Saben perfectamente lo que hacen: también ellos
usan la razón y la ciencia para sus cálculos, proyecciones y previsiones,
sofisticadas herramientas tecnológicas, tienen think
tanks reflexionando sobre cómo allanarles el camino. No están locos,
ni tontos. Sus afirmaciones delirantes encuentran cada vez más eco entre los
desorientados y los descontentos cuya confianza en las instituciones han ido
minando poco a poco. Porque lo que pretenden estos predicadores postmodernos al
destruir las bases de una mínima ecuanimidad –repito: la ley, la información,
la ciencia– es derribar cualquier fuente de autoridad. Y cuando la
autoridad desaparece en su lugar solo queda el poder. Y el poder lo tienen
ellos –o quienes los financian–. Lo tienen, pero quieren más; mucho más. Y destruir
a todo el que razone en su contra.
Pretenden que el mundo siga como antes de la pandemia. En todo caso,
admiten el cambio si se promueve la intensificación de sus recetas. Es decir,
ellos -propuestas del PP, Vox, C’s y una parte del PSOE- monopolizando el poder
para depredar más y más impunemente. Seguir gobernando a través de gobiernos
asentados en presuntas democracias parlamentarias.

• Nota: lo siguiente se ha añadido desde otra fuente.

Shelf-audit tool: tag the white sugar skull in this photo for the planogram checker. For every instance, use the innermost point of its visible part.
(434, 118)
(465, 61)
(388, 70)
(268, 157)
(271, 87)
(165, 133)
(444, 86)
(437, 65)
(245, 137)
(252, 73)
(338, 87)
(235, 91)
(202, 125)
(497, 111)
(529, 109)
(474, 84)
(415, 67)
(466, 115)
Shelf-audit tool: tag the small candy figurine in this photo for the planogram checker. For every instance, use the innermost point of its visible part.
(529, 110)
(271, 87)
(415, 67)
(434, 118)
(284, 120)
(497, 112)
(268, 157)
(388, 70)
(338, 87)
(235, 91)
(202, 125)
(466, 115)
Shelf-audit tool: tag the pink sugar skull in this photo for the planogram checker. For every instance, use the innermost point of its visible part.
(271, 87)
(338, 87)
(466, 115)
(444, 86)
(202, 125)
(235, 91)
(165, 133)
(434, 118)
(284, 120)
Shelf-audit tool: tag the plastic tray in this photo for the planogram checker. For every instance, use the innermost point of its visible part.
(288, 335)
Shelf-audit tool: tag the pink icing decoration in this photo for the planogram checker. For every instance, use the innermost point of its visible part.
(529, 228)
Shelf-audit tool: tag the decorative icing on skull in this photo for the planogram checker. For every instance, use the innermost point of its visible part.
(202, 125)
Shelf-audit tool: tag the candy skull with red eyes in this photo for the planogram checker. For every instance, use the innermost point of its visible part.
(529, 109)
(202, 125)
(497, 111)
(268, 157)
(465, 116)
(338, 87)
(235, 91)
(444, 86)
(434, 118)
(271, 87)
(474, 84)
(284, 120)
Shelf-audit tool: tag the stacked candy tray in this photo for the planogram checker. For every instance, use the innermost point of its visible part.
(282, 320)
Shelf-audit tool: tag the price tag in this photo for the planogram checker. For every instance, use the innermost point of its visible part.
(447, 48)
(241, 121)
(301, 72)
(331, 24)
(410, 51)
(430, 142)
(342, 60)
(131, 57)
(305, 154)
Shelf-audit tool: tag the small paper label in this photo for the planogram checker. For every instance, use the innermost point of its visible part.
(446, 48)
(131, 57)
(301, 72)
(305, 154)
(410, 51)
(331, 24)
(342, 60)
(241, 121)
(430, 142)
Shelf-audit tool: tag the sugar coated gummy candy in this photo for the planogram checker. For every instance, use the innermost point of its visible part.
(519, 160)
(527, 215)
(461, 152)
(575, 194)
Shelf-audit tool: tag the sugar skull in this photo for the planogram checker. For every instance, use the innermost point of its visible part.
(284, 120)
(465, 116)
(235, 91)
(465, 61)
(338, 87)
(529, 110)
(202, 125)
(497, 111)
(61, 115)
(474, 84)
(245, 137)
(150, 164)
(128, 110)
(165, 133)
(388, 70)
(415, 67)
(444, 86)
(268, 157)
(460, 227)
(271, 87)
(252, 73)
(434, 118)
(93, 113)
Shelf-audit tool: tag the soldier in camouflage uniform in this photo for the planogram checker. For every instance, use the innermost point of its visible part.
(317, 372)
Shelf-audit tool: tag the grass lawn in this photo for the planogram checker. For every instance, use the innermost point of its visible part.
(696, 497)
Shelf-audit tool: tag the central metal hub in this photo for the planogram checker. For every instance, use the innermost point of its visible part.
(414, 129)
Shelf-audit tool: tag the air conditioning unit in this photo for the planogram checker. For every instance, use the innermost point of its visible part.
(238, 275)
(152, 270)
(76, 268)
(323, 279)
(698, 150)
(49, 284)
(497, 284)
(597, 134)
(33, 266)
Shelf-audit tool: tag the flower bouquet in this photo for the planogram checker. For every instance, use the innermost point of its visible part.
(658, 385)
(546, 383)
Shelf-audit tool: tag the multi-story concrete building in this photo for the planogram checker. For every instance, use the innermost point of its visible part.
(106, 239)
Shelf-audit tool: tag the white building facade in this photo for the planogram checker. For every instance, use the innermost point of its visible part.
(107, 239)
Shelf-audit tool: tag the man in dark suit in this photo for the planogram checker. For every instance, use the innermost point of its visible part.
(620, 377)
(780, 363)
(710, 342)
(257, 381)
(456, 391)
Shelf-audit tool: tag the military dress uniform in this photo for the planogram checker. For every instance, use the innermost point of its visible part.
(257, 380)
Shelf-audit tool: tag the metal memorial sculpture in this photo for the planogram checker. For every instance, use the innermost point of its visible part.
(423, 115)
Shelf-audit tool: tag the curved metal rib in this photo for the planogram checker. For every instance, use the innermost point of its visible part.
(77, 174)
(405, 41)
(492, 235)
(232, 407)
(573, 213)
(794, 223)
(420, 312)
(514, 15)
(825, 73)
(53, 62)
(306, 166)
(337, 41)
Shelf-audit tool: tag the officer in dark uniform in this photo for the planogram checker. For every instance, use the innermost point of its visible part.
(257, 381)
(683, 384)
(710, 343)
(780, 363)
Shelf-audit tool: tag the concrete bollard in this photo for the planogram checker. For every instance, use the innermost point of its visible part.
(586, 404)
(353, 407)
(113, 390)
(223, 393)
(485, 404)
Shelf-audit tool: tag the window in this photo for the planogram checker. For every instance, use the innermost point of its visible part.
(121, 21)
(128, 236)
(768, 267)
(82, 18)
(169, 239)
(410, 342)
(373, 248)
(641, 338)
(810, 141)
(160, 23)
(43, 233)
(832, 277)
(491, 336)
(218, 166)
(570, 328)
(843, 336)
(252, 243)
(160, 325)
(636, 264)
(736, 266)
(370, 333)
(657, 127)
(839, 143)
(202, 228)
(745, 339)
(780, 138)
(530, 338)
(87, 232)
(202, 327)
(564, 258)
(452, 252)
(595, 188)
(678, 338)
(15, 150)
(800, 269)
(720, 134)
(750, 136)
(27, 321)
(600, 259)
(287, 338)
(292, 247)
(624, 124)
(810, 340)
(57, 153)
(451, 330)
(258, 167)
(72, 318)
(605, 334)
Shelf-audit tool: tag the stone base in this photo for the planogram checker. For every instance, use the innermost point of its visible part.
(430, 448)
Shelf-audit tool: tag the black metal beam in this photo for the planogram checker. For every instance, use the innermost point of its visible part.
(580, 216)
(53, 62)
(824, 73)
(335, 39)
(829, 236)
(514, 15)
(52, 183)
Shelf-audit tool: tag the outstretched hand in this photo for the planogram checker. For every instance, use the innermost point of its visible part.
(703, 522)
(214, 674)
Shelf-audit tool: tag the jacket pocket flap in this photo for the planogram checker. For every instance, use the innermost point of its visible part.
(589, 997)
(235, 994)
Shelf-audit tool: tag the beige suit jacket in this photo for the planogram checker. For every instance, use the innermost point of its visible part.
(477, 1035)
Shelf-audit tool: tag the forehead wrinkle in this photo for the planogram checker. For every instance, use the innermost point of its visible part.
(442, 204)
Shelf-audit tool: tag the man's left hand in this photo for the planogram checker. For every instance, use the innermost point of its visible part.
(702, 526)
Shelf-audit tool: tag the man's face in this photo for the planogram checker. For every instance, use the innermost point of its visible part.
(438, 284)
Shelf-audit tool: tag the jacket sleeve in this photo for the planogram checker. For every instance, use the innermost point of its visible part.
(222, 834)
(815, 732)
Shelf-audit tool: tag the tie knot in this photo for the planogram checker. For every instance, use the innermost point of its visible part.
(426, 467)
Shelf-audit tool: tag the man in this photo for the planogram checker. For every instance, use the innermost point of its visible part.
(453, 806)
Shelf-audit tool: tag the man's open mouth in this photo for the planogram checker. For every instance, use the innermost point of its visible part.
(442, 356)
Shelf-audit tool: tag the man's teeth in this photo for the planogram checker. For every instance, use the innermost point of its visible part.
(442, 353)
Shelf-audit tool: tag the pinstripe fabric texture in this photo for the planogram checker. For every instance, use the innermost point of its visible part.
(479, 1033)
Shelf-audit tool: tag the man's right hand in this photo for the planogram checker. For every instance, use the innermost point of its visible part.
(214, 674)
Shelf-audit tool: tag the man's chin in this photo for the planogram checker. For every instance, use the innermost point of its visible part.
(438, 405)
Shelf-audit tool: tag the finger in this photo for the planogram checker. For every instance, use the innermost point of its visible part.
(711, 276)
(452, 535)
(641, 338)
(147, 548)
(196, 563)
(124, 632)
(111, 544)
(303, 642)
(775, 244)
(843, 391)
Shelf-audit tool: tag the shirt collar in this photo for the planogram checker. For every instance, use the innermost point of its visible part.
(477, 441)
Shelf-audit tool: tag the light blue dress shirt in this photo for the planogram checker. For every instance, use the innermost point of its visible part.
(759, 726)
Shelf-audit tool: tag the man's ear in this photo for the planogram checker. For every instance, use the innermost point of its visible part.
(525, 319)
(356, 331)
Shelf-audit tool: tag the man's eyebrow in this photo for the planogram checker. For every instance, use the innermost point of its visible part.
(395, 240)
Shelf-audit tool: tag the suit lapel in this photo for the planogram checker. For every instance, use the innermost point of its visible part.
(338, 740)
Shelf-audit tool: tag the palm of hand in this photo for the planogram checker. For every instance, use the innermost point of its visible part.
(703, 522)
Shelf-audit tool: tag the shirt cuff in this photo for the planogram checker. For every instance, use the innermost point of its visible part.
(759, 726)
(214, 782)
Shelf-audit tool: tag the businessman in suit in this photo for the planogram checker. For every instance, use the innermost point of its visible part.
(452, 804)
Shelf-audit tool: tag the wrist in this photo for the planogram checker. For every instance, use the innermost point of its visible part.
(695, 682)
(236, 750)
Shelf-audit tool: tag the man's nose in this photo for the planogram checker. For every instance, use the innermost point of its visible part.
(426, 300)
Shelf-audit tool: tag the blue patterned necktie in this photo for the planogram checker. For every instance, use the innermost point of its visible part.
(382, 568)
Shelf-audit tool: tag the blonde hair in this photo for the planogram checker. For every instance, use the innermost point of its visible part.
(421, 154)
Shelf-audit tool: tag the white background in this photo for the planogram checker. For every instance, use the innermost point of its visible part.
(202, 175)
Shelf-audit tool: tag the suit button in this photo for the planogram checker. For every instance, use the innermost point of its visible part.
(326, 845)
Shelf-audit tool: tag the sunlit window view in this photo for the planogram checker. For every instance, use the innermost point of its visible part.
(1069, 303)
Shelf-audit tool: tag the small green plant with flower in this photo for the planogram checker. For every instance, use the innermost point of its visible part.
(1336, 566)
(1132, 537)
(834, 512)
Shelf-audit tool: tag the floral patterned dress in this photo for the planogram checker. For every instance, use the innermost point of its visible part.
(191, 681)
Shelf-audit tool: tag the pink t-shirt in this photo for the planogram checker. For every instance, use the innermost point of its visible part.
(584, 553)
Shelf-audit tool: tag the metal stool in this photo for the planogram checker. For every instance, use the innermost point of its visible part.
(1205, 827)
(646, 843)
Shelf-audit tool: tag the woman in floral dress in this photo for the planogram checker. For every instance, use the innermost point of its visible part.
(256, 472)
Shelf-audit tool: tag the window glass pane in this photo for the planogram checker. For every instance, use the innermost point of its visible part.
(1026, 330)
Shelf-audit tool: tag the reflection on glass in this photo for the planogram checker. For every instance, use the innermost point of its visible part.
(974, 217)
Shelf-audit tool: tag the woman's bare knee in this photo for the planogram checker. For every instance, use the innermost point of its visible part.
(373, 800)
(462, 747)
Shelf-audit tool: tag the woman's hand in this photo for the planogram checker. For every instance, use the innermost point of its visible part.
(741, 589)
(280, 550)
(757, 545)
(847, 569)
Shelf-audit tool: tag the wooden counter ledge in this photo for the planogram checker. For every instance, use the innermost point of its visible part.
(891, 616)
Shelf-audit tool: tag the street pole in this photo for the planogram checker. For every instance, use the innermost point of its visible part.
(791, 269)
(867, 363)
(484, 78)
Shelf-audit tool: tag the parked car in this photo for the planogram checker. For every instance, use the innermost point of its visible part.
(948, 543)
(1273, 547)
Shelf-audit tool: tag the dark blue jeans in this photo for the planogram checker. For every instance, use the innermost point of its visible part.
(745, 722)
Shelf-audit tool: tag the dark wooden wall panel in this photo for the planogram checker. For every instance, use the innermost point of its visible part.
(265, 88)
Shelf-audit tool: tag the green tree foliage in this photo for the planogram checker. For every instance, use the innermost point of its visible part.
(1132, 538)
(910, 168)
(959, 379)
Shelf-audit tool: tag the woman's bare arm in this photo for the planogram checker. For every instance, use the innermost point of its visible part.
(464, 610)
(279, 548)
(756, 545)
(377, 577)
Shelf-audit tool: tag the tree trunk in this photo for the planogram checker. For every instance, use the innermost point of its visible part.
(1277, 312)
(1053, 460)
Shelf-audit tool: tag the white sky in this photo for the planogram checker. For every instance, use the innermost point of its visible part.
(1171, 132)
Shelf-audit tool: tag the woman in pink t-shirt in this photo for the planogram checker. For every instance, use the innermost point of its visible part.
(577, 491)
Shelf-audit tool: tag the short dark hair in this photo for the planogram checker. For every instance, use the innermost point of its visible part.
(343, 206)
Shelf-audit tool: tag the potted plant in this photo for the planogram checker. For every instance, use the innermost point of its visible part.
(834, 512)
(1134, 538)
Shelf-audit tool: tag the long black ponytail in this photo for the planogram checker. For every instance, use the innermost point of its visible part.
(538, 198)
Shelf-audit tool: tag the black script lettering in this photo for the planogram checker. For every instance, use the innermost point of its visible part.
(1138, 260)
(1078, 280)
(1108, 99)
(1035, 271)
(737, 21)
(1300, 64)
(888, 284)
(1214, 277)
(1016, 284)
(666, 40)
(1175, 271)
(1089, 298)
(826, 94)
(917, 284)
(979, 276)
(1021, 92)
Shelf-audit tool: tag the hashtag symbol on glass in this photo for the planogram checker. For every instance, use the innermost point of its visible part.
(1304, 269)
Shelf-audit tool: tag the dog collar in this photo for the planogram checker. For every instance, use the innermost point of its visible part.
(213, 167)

Gobiernos despóticos y arbitrarios al servicio de las grandes finanzas
–nacionales y transnacionales-, que funcionan no sólo produciendo la
situación de excepción –doctrina del shock-, sino, sobre todo,
explotándola y dirigiéndola una vez estalla. Para lo que utilizan el manejo de
las clases medias y sus pequeños negocios [medianas y pequeñas empresas] con
los empleos en que se sustentan. Unos trabajadores que, cada día más
frecuentemente, no saben si el día de mañana conservarán el empleo, tendrán
casa, mantenerse el propio trabajador, ¡no digamos ya una familia!
Nos han instalado en la mente el chip de la precariedad necesaria,
el miedo a la extrema pobreza. En la pobreza ya vive permanentemente un 25% de
la sociedad. Nos han imbuido de la sumisión inexcusable a su poder. ¡Para qué
necesitan implantarnos un chip electrónico como dicen los conspiranoicos!
Y nos han persuadido que sólo nosotros somos responsables de toda nuestra
desgracia. De nuestro mísero trabajo, nuestro cicatero salario o pensión, de la
precariedad laboral y sanitaria, de la cada día más ruin educación, de una
filosofía de vida cutre y apestosa que nos transmiten a través de los medios de
comunicación -sobre todo televisión-, incluso que, individualmente, somos
responsables de la destrucción del planeta. Que vivimos por encima de nuestras
posibilidades.
Ellos viven, tienen derecho a vivir, incluso, por encima de la impunidad.
Nadie puede juzgarlos. ¿No podemos? ¿Seguirán impunes? ¿Lo permitiremos?